Miter and table saws come in several versions. Each has its strengths and weaknesses, so you'll need to pick the right one for the jobs you plan to do. Here are the types to consider.
Portable table saws
These small table saws, like the larger versions, have a blade that protrudes up through the cutting table. Most portables come with a folding stand or wheels.
They're best for long rip cuts in planks and plywood used, for example, to make shelving or trim doors. The latest are easier to adjust and use. And unlike full-sized table saws, they're easy to move where you need them.
Although portable table saws can make miter and bevel cuts, they generally don't cut as precisely as miter saws.
Compound miter saws
These have their motor and blade mounted on an arm that swings straight down for a straight cut or pivots left or right for an angled cut. We tested compound-miter models, which can tilt the blade for beveled cuts and even pivot it for angle. That's especially useful when you miter crown molding.
They cut more precisely than table saws.
They can't handle dimensional lumber larger than 2x6 inches.
Sliding compound miter saws
These let you slide the blade forward, as with a radial arm saw, for a longer cut.

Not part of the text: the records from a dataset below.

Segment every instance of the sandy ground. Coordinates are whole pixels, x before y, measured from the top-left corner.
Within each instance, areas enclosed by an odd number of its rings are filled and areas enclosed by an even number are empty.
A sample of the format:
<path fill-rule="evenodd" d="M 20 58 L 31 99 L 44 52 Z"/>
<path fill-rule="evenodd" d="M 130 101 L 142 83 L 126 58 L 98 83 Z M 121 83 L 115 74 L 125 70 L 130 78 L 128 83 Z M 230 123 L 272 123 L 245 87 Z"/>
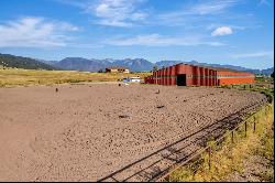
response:
<path fill-rule="evenodd" d="M 205 87 L 0 88 L 0 181 L 148 181 L 264 103 Z"/>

They can cut lumber up to twice as wide as non-sliding compound miter saws.
Having to push the blade forward as well as lower it makes accurate cuts more difficult. Sliding models are relatively expensive; for the same money, you could buy both a non-sliding miter saw and a portable table saw instead.
Cordless compound miter saws
These obviously free you from the hassle of a cord and can go far from an outlet. But there's a reason why you aren't likely to see professional carpenters using them.
Cordless operation provides go-anywhere convenience.
Models with cords have up to seven times the speed and power of cordless saws. Even the priciest couldn't match corded models we tested. And their batteries limit your work time.